The human intuition about how the Large Language Model "reads" text plays a significant role in how models with long context windows will be used in academic contexts. Unfortunately, from my experience, the intuition leads people to simultaneously expect less and more from what can be done with these tools.
In general, the mental model I observe people apply to LLMs in this context is a blend of two frames. One frame is the is the experience of a person reading the text - taking notes, back-tracking, developing a mental image of what the text is like, skimming and scanning and then finally writing an account of one has read.

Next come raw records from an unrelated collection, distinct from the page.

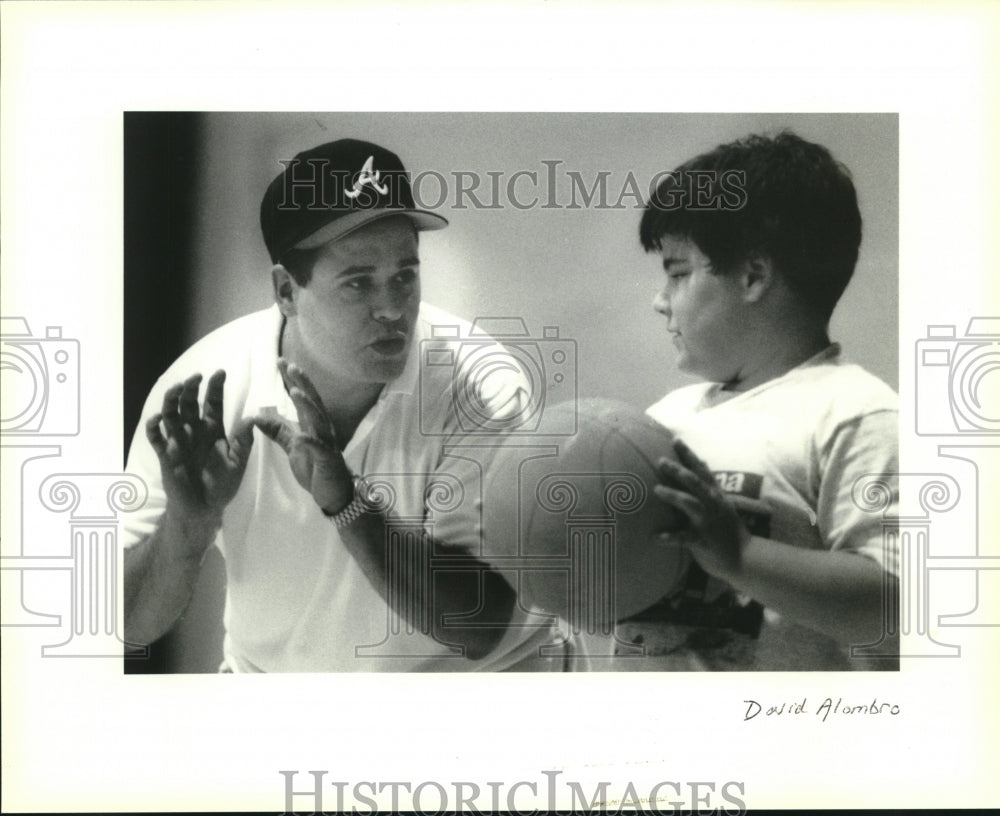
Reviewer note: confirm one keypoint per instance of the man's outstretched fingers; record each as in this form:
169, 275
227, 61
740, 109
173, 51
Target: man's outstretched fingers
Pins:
312, 417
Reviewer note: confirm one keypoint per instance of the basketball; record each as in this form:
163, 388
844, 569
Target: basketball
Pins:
572, 520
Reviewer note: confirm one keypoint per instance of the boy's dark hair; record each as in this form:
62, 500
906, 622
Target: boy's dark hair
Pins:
780, 197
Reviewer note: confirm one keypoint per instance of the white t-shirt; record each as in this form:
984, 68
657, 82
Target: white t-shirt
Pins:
295, 600
798, 443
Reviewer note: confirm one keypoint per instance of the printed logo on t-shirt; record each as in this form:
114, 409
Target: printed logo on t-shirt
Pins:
747, 485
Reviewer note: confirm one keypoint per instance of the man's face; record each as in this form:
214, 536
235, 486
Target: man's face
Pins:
356, 316
704, 312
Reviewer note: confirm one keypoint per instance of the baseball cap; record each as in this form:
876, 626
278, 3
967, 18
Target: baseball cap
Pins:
331, 190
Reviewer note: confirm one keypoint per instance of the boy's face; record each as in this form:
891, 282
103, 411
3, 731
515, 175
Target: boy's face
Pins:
704, 312
357, 314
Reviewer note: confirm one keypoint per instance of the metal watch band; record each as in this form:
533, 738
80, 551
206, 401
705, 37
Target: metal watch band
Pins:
353, 511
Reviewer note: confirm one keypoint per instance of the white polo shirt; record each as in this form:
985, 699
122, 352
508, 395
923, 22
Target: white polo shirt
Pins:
295, 600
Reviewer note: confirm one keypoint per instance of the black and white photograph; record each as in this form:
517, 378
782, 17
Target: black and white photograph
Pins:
504, 388
501, 408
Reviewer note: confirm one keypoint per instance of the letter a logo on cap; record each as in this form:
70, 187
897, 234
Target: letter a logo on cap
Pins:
368, 175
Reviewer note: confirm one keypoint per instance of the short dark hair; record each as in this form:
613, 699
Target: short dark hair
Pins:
781, 197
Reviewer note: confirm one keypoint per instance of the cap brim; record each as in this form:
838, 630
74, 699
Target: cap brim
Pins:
346, 224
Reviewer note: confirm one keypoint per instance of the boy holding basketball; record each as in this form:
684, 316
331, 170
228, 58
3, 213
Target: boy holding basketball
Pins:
758, 239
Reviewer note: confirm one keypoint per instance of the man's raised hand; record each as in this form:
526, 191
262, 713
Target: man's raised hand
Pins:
313, 453
201, 468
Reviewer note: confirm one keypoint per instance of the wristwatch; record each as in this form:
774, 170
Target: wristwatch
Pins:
357, 507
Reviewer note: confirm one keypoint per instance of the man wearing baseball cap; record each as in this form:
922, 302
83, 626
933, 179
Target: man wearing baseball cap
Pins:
326, 524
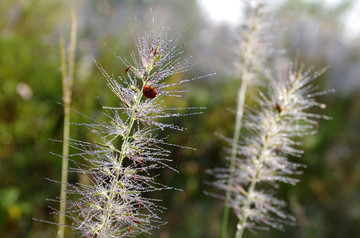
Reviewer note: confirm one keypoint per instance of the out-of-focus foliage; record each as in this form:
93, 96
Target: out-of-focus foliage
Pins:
326, 202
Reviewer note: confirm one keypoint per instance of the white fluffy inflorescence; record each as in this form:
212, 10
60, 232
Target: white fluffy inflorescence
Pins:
122, 161
263, 157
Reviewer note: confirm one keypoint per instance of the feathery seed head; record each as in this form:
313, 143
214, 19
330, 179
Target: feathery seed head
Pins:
263, 154
119, 163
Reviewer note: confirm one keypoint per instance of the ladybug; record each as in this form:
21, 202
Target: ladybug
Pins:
149, 92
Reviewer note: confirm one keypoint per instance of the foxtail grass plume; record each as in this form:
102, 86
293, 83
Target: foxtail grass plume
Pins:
273, 134
123, 159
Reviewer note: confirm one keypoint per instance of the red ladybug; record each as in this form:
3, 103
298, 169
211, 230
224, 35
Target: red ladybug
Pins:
149, 92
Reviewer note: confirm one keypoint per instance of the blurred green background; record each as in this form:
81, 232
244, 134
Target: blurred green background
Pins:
327, 200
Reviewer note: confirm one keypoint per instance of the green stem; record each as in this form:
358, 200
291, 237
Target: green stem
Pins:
236, 137
67, 83
126, 140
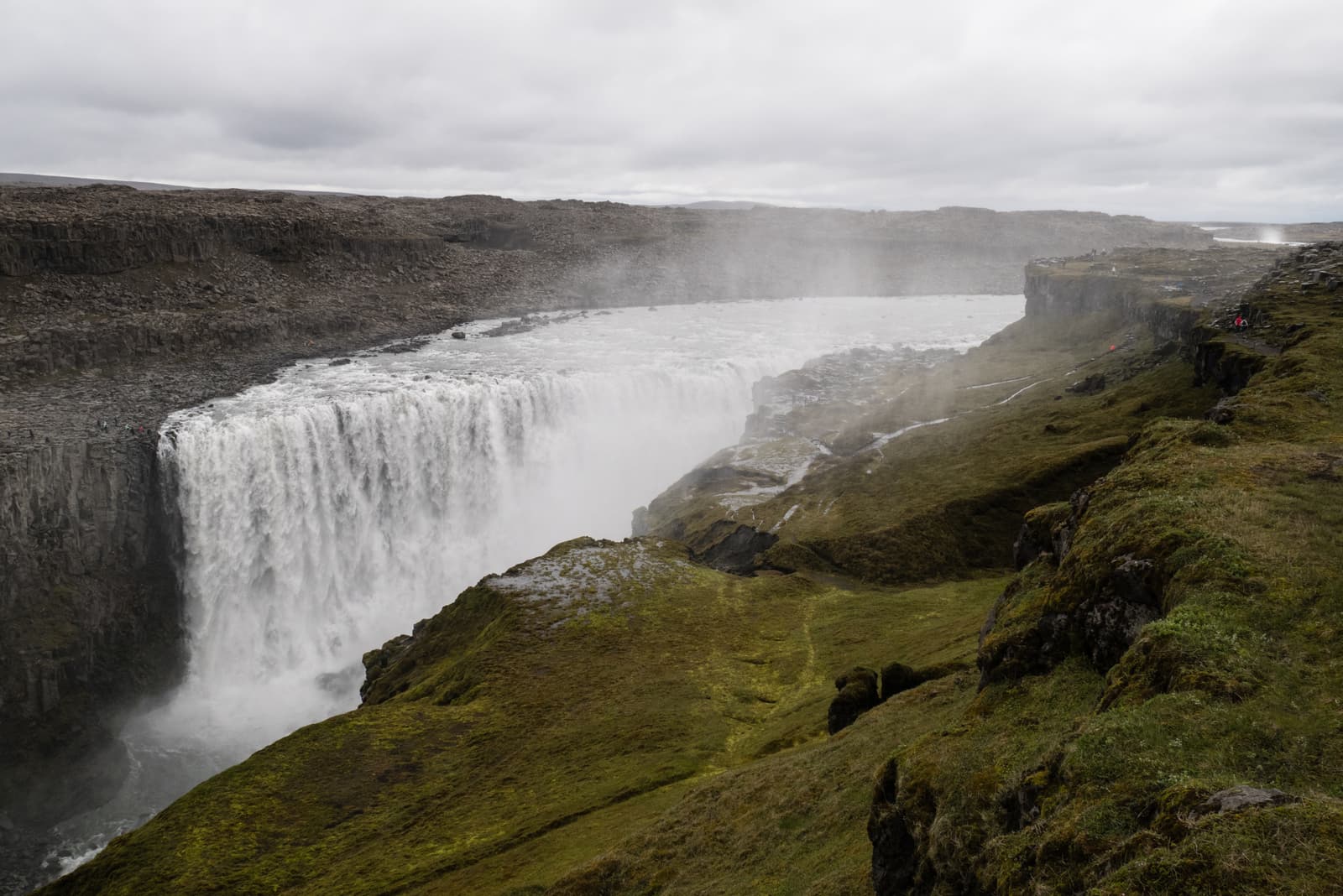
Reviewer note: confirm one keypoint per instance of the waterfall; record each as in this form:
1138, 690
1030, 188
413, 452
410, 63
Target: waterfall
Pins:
332, 508
312, 534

The other frame contributing to the intuition is people's experience with computer text processors and databases. In this frame, the "computer" can faithfully store text, search in it extremely quickly and retrieve any part of the text, copy and paste it exactly as it appeared in the original. These two frames then create a blend of a 'superhuman' roboreader that can do everything a human reader using a computer can do but faster and at more volume.